Generate input image that you think is both 1 and a 7.


In [28]:
img = visualize_activation(model, layer_idx, filter_indices=[1, 7], input_range=(0., 1.))
plt.imshow(img[..., 0])


Out[28]:
<matplotlib.image.AxesImage at 0x7fd92febccd0>

Compare this to the 1 generated above and you should be able to see the difference. Nifty indded!

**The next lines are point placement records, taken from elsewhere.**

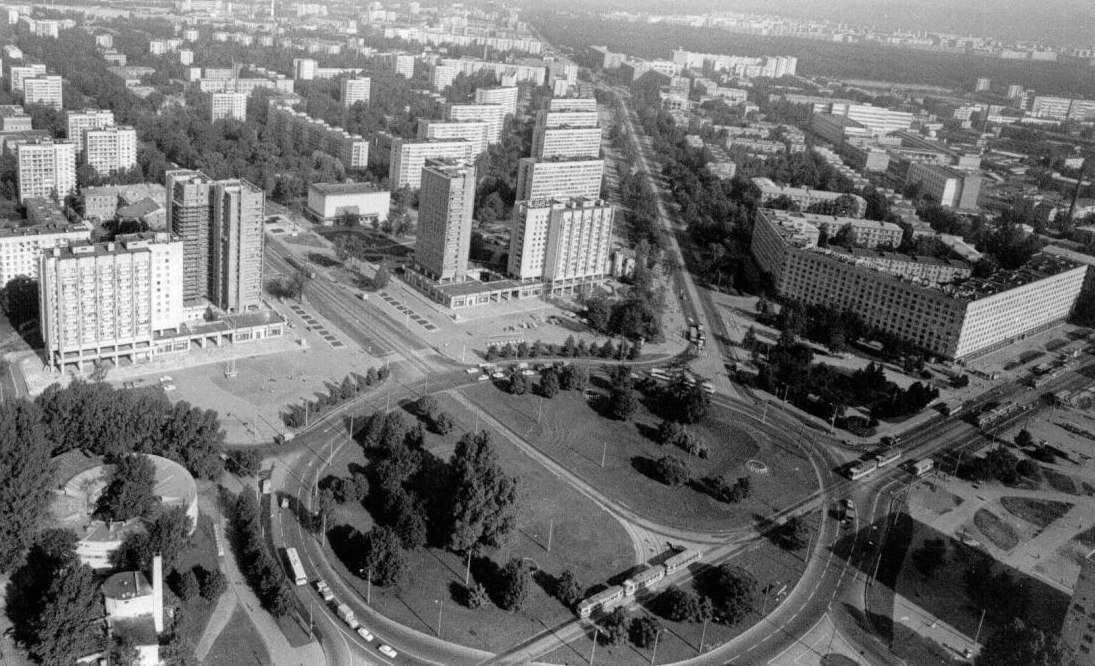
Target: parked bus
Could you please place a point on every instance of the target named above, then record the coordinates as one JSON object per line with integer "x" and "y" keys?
{"x": 297, "y": 570}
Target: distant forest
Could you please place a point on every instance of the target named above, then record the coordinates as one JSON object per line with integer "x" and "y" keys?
{"x": 818, "y": 58}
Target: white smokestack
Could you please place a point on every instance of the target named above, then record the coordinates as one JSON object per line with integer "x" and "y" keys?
{"x": 158, "y": 593}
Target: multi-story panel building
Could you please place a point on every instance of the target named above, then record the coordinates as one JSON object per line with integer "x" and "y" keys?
{"x": 108, "y": 300}
{"x": 231, "y": 105}
{"x": 475, "y": 131}
{"x": 1078, "y": 631}
{"x": 46, "y": 169}
{"x": 13, "y": 118}
{"x": 21, "y": 72}
{"x": 189, "y": 218}
{"x": 499, "y": 94}
{"x": 237, "y": 252}
{"x": 558, "y": 178}
{"x": 77, "y": 122}
{"x": 408, "y": 157}
{"x": 946, "y": 186}
{"x": 110, "y": 148}
{"x": 355, "y": 90}
{"x": 45, "y": 90}
{"x": 20, "y": 247}
{"x": 958, "y": 320}
{"x": 446, "y": 204}
{"x": 494, "y": 115}
{"x": 816, "y": 201}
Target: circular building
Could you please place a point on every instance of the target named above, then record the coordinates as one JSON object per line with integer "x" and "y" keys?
{"x": 81, "y": 479}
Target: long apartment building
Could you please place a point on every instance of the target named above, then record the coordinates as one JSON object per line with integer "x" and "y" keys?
{"x": 408, "y": 158}
{"x": 566, "y": 240}
{"x": 446, "y": 203}
{"x": 474, "y": 131}
{"x": 818, "y": 201}
{"x": 558, "y": 178}
{"x": 298, "y": 128}
{"x": 46, "y": 169}
{"x": 110, "y": 149}
{"x": 494, "y": 115}
{"x": 958, "y": 320}
{"x": 110, "y": 300}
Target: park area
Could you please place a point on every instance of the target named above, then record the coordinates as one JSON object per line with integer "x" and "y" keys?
{"x": 571, "y": 429}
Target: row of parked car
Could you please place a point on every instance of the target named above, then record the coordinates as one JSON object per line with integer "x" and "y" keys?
{"x": 346, "y": 613}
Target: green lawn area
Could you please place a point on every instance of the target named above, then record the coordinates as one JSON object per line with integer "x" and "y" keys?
{"x": 995, "y": 530}
{"x": 585, "y": 539}
{"x": 238, "y": 644}
{"x": 574, "y": 434}
{"x": 1038, "y": 512}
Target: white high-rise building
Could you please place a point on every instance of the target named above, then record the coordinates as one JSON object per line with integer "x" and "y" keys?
{"x": 561, "y": 240}
{"x": 500, "y": 94}
{"x": 108, "y": 300}
{"x": 355, "y": 90}
{"x": 493, "y": 114}
{"x": 45, "y": 90}
{"x": 446, "y": 204}
{"x": 110, "y": 148}
{"x": 408, "y": 157}
{"x": 20, "y": 72}
{"x": 550, "y": 179}
{"x": 88, "y": 118}
{"x": 470, "y": 130}
{"x": 228, "y": 105}
{"x": 46, "y": 169}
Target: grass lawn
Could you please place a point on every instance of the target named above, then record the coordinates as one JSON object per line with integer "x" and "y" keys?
{"x": 995, "y": 530}
{"x": 1038, "y": 512}
{"x": 238, "y": 644}
{"x": 585, "y": 539}
{"x": 200, "y": 552}
{"x": 1059, "y": 482}
{"x": 770, "y": 565}
{"x": 575, "y": 435}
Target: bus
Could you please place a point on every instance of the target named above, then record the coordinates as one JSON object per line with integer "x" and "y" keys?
{"x": 297, "y": 570}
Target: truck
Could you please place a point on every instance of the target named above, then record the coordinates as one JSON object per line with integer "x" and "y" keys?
{"x": 347, "y": 616}
{"x": 922, "y": 467}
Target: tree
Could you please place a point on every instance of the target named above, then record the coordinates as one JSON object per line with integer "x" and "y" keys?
{"x": 549, "y": 383}
{"x": 69, "y": 623}
{"x": 245, "y": 462}
{"x": 614, "y": 627}
{"x": 623, "y": 403}
{"x": 129, "y": 493}
{"x": 1019, "y": 644}
{"x": 644, "y": 631}
{"x": 515, "y": 585}
{"x": 567, "y": 588}
{"x": 483, "y": 498}
{"x": 25, "y": 478}
{"x": 383, "y": 558}
{"x": 930, "y": 557}
{"x": 734, "y": 594}
{"x": 671, "y": 470}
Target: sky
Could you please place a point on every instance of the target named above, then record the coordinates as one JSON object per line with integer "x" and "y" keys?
{"x": 1059, "y": 22}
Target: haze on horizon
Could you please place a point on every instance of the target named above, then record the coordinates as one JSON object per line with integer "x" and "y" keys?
{"x": 1056, "y": 22}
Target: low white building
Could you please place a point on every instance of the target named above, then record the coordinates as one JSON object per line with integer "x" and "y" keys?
{"x": 327, "y": 202}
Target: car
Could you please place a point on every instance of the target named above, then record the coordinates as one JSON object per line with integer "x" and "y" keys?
{"x": 388, "y": 652}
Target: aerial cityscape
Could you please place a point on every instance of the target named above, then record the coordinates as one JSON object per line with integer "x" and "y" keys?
{"x": 546, "y": 333}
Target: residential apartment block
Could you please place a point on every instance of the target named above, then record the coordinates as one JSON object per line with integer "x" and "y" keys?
{"x": 958, "y": 320}
{"x": 46, "y": 169}
{"x": 408, "y": 158}
{"x": 446, "y": 203}
{"x": 558, "y": 178}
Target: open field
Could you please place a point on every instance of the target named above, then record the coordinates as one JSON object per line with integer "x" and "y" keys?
{"x": 575, "y": 435}
{"x": 584, "y": 539}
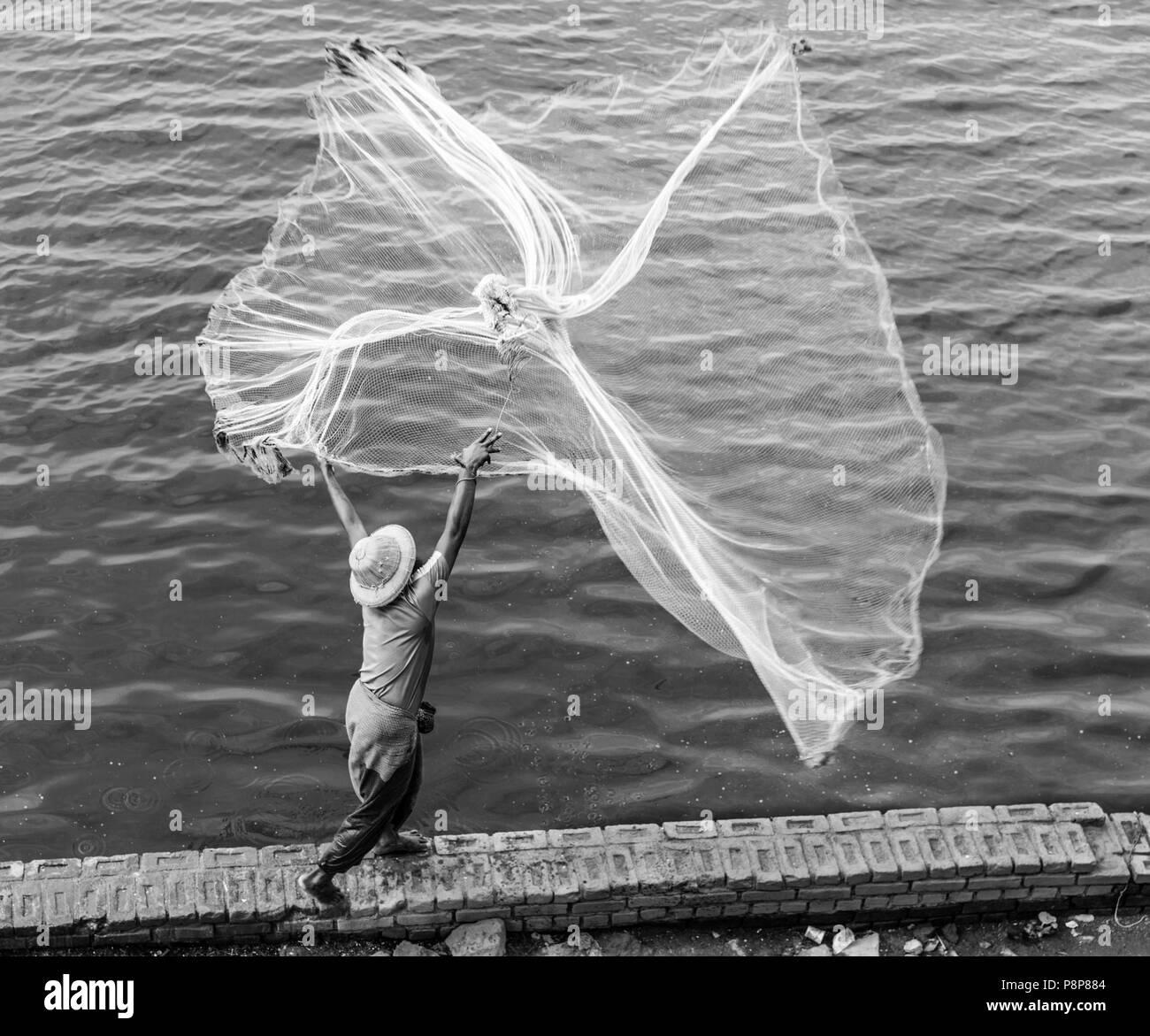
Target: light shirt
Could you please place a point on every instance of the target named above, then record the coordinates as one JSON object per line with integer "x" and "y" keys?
{"x": 399, "y": 638}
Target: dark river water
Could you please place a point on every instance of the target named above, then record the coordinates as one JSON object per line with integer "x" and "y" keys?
{"x": 997, "y": 159}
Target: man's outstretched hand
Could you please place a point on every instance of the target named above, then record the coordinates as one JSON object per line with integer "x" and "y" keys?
{"x": 479, "y": 453}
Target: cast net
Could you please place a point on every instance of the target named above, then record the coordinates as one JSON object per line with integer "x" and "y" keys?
{"x": 656, "y": 284}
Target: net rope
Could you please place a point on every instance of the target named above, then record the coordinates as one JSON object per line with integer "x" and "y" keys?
{"x": 659, "y": 287}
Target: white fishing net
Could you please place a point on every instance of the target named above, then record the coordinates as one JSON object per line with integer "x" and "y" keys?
{"x": 656, "y": 287}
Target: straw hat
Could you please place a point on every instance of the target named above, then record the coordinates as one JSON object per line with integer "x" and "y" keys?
{"x": 380, "y": 566}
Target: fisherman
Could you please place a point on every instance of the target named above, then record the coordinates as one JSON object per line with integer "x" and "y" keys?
{"x": 386, "y": 709}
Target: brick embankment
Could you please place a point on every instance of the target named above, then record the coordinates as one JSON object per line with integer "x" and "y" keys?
{"x": 861, "y": 868}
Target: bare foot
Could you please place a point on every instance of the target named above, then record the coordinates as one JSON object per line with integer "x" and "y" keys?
{"x": 321, "y": 887}
{"x": 405, "y": 842}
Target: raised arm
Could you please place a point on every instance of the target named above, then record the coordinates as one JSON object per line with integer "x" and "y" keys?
{"x": 459, "y": 513}
{"x": 344, "y": 509}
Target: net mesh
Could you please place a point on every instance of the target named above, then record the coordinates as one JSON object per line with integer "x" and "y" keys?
{"x": 658, "y": 283}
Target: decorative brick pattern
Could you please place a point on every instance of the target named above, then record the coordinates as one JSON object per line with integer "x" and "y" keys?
{"x": 863, "y": 868}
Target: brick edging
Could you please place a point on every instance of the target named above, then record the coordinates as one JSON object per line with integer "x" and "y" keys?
{"x": 859, "y": 868}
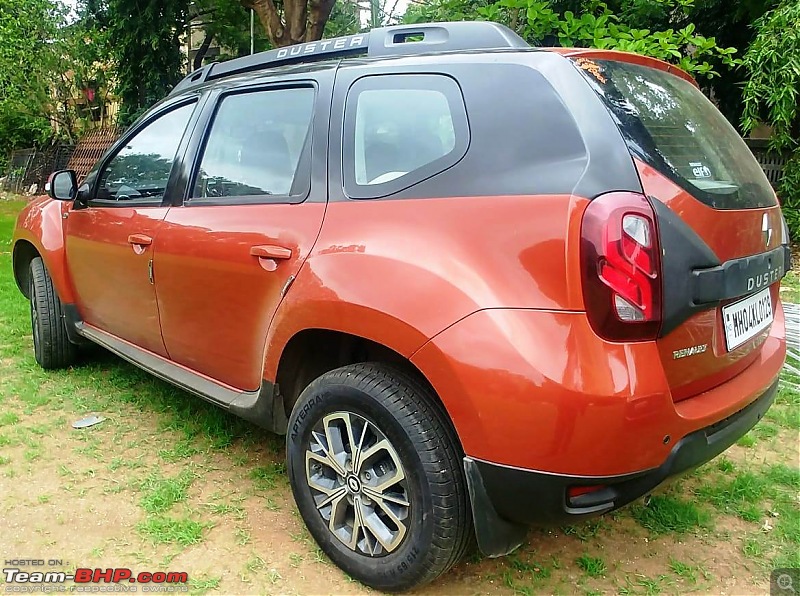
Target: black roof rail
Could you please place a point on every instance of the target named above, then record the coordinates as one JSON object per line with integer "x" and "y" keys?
{"x": 397, "y": 40}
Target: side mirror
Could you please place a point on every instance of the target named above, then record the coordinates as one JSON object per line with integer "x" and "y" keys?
{"x": 63, "y": 185}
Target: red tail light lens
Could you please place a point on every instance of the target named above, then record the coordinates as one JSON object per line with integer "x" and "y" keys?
{"x": 621, "y": 266}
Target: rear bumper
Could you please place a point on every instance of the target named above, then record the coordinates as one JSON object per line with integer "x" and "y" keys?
{"x": 506, "y": 497}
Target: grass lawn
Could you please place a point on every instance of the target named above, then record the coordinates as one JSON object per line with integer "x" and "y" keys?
{"x": 171, "y": 483}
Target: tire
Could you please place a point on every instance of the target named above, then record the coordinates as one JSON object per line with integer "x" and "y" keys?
{"x": 430, "y": 525}
{"x": 51, "y": 346}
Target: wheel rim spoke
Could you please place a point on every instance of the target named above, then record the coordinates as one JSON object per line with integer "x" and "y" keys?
{"x": 358, "y": 483}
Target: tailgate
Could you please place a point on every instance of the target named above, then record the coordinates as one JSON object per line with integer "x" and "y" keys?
{"x": 721, "y": 230}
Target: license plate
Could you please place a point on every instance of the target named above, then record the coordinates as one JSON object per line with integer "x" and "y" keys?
{"x": 747, "y": 318}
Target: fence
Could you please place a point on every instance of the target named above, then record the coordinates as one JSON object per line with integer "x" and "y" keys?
{"x": 29, "y": 167}
{"x": 33, "y": 166}
{"x": 91, "y": 148}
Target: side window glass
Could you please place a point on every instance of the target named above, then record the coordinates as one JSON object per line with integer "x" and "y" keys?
{"x": 141, "y": 169}
{"x": 400, "y": 130}
{"x": 256, "y": 143}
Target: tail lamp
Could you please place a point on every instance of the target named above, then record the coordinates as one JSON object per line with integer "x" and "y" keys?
{"x": 621, "y": 264}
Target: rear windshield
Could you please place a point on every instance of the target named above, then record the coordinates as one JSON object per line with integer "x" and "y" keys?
{"x": 669, "y": 124}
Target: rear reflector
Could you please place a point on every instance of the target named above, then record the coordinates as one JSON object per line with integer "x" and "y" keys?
{"x": 577, "y": 491}
{"x": 621, "y": 264}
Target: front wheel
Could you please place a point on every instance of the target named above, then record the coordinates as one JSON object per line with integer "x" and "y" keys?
{"x": 377, "y": 474}
{"x": 51, "y": 346}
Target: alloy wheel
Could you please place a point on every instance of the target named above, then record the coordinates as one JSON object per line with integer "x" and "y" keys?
{"x": 358, "y": 483}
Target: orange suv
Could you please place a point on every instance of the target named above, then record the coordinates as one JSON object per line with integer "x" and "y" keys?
{"x": 477, "y": 285}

Visualizations without swapping softmax

As alluded at the beginning of the tutorial, we want to compare and see what happens if we didnt swap out softmax for linear activation.


In [19]:
# Swap linear back with softmax
model.layers[layer_idx].activation = activations.softmax
model = utils.apply_modifications(model)

for output_idx in np.arange(10):
    # Lets turn off verbose output this time to avoid clutter and just see the output.
    img = visualize_activation(model, layer_idx, filter_indices=output_idx, input_range=(0., 1.))
    plt.figure()
    plt.title('Networks perception of {}'.format(output_idx))
    plt.imshow(img[..., 0])


It does not work! The reason is that maximizing an output node can be done by minimizing other outputs. Softmax is weird that way. It is the only activation that depends on other node output(s) in the layer.